Investors will focus on the U.S. central bank’s gauge of inflation, which remains stubbornly below its 2 percent target, the risks it sees to its economic outlook, and any assessment of the impact of the Trump administration’s tax overhaul on growth.

The Fed is due to release a statement at the end of its latest two-day policy meeting at 2 p.m. EST (1900 GMT). The policy meeting is Fed Chair Janet Yellen’s last as head of the central bank.

The economy has added about 10 million jobs and unemployment has fallen to a 17-year low of 4.1 percent during Yellen’s four-year tenure while interest rates have slowly risen from the near-zero levels put in place to fight the 2007-2009 recession.
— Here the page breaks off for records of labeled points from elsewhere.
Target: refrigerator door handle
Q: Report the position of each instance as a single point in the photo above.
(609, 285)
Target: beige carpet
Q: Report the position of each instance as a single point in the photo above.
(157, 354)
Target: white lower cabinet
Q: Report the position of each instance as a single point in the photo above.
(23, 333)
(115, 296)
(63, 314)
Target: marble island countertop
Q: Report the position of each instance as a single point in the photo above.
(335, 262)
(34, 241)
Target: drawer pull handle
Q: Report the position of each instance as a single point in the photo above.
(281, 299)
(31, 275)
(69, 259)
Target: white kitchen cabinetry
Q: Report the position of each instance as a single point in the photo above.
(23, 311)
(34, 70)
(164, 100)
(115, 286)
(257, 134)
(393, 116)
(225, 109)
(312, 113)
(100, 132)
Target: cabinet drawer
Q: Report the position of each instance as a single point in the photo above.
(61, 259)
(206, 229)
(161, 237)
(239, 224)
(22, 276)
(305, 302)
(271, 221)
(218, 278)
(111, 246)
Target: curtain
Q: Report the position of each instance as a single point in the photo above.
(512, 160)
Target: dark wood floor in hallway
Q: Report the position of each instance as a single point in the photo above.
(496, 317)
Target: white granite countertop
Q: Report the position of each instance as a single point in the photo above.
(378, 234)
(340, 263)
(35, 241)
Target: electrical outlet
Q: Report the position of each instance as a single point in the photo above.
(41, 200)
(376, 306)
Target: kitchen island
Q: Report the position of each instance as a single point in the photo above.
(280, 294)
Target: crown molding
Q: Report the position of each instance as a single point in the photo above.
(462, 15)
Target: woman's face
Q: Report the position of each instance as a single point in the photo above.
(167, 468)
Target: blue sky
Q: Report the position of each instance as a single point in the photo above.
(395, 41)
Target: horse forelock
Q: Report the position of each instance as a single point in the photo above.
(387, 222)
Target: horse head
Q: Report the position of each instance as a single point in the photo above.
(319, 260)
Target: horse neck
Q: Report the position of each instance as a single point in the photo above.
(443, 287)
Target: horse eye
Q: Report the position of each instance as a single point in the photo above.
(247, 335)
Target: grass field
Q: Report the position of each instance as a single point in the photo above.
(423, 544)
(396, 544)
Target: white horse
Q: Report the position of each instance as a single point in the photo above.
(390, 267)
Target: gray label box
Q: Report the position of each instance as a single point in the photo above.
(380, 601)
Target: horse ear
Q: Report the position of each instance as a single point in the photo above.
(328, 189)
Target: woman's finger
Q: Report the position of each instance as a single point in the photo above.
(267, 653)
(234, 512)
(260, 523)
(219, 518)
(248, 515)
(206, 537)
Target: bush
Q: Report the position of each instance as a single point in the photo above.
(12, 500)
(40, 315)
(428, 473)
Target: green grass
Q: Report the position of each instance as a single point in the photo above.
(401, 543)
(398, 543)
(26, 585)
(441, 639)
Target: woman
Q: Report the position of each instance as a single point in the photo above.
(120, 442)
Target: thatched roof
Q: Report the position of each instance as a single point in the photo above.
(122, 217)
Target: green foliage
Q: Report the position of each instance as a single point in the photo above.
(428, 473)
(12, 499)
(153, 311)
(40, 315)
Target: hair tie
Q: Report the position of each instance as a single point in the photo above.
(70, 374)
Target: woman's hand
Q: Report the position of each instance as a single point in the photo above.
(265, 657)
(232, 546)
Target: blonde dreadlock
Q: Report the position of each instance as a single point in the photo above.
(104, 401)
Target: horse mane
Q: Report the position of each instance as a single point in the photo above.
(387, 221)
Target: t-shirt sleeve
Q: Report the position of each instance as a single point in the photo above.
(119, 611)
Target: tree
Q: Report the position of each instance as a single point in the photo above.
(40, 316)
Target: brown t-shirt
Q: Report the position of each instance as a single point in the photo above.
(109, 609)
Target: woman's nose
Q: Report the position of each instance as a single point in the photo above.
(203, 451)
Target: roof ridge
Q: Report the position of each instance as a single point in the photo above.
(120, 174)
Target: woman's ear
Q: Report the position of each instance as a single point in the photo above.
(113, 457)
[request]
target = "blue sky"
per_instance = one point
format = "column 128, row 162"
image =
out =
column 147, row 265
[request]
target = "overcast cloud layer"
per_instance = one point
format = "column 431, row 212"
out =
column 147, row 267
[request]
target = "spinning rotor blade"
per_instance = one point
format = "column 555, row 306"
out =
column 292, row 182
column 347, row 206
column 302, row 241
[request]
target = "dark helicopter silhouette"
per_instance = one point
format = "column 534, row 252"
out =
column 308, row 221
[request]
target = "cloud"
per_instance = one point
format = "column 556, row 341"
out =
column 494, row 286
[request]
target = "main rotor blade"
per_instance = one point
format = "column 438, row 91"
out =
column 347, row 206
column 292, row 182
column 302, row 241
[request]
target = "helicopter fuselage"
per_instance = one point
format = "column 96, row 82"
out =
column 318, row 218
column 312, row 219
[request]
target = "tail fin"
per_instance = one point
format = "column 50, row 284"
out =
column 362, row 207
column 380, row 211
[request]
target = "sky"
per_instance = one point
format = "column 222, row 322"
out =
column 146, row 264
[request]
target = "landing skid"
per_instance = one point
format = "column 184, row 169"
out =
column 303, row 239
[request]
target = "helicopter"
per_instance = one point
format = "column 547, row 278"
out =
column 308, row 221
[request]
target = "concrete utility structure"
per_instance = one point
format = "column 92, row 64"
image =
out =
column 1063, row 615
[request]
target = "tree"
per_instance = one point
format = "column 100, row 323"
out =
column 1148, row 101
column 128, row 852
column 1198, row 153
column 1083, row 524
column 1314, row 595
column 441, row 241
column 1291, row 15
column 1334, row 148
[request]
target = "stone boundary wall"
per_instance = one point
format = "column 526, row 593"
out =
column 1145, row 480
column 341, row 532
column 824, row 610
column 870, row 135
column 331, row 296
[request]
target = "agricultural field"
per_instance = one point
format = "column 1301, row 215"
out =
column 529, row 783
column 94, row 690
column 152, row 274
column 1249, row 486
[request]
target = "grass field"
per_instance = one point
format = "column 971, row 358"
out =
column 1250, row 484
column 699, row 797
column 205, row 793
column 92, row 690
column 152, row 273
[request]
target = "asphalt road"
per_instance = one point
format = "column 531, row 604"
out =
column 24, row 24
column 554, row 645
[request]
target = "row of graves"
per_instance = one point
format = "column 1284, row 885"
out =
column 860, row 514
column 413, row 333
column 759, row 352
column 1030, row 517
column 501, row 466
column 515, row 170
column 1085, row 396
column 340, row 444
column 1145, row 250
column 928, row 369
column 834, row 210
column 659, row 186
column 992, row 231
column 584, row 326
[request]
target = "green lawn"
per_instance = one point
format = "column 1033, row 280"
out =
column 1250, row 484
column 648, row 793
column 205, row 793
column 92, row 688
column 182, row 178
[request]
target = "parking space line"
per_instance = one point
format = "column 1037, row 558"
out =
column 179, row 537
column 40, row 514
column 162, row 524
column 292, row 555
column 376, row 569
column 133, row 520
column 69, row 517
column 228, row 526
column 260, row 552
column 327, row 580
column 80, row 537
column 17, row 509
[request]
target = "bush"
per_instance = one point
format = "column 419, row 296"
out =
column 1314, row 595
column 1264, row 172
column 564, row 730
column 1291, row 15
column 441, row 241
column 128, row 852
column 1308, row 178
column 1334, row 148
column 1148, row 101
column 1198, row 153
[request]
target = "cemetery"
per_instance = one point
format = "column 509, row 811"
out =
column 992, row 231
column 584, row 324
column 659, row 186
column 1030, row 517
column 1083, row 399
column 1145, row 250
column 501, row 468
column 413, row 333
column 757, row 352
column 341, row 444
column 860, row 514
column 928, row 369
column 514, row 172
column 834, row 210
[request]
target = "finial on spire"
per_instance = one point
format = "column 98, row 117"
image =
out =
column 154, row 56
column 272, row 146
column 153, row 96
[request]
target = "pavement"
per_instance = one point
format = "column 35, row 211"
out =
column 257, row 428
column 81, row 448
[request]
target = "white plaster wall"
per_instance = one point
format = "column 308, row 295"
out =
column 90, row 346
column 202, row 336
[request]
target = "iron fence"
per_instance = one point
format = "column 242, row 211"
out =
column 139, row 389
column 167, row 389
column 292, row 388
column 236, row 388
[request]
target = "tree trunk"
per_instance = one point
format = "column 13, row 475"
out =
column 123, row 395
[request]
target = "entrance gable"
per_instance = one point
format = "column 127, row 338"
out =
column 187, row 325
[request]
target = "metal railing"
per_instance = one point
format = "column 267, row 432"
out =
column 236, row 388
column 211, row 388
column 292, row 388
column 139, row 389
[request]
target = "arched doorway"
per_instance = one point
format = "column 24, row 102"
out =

Incoming Fed chief Jerome Powell has worked closely with Yellen and embraces her view that keeping rates on a slow upward path will allow unemployment to fall further, coaxing workers back into the labor force and fostering stronger wage growth.

With the outset of the Powell era only days away, analysts do not expect a dramatic shift from the Fed on Wednesday.

“Why change the current message on policy and possibly sway market opinion one way or the other, just before Powell takes over?” said Lou Brien, an analyst for Chicago trading firm DRW. “I don’t think Powell will shift the direction of policy in March, but it is only fair to give him a clean slate just in case.”

The Fed raised rates three times last year and currently projects another three hikes in 2018. But that forecast, which has been largely accepted on Wall Street, will hinge on a continued pickup in inflation.

Even a small upgrade in the central bank’s description of inflation or its view of the balance of risks to the economic outlook could suggest a slightly faster pace of rate hikes than currently anticipated.

The economy grew 2.3 percent last year.

Several Fed policymakers have said that President Donald Trump’s restructuring of the U.S. tax code, including an estimated $1.5 trillion in corporate and individual tax cuts, could spur growth this year.

U.S. stocks have risen sharply since the tax package passed Congress late last year on expectations of a rise in corporate profits.